Phenobarbital & Superficial Necrolytic Dermatitis

Canine superficial necrolytic dermatitis (SND) is a progressive disorder associated with liver disease. Early in the course of disease the footpads are affected with crusting and hyperkeratosis. Dogs often have mild to moderate liver disease and low plasma amino acid concentrations. Some studies suggest that dogs may be in a hypermetabolic state with exaggerated amino acid catabolism. Retrospective studies have shown that SND was associated with preexisting endocrine disorders, such as diabetes mellitus, hyperadrenocorticism, and hypothyroidism, in 40% of affected dogs.

This study examined 11 dogs with SND that had received phenobarbital. Prolonged (more than 6 years) administration of phenobarbital was a common finding in dogs with SND in this study. Clinical signs of liver failure were not seen in 10 out of the 11 dogs; however, some changes were noted on ultrasonography and histopathologic examinations. These studies showed normal hepatic parenchyma surrounded by areas of collapsed parenchyma with vacuolated hepatocytes and some collagen deposition. These changes are typically the same as those found in SND, regardless of phenobarbital administration.

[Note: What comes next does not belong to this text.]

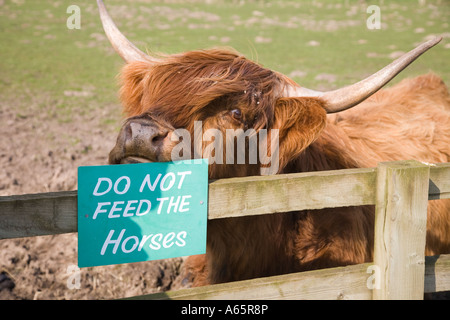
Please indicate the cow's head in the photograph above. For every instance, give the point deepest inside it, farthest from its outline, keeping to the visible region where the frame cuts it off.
(218, 104)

COMMENTARY: This study alerts us to an uncommon sequela of long-term phenobarbital therapy. Of 11 dogs with SND, phenobarbital had been discontinued in 6 dogs before the onset of skin lesions. The drug was tapered and discontinued in these dogs because of persistent increases in serum alanine aminotransferase activity. Affected dogs are in apparent good health without weight loss or systemic signs until skin lesions occur. In addition to painful feet, dogs with SND may have skin lesions at mucous membranes, genitalia, hocks, elbows, pinnae, axillae, and groin. Recognition and diagnosis of SND are important, as the long-term prognosis is poor even when phenobarbital is discontinued.

Superficial necrolytic dermatitis in 11 dogs with a history of phenobarbital administration (1995-2002). March PA, Hillier A, Weisbrode SE, et al. J VET INTERN MED 18:65-74, 2004.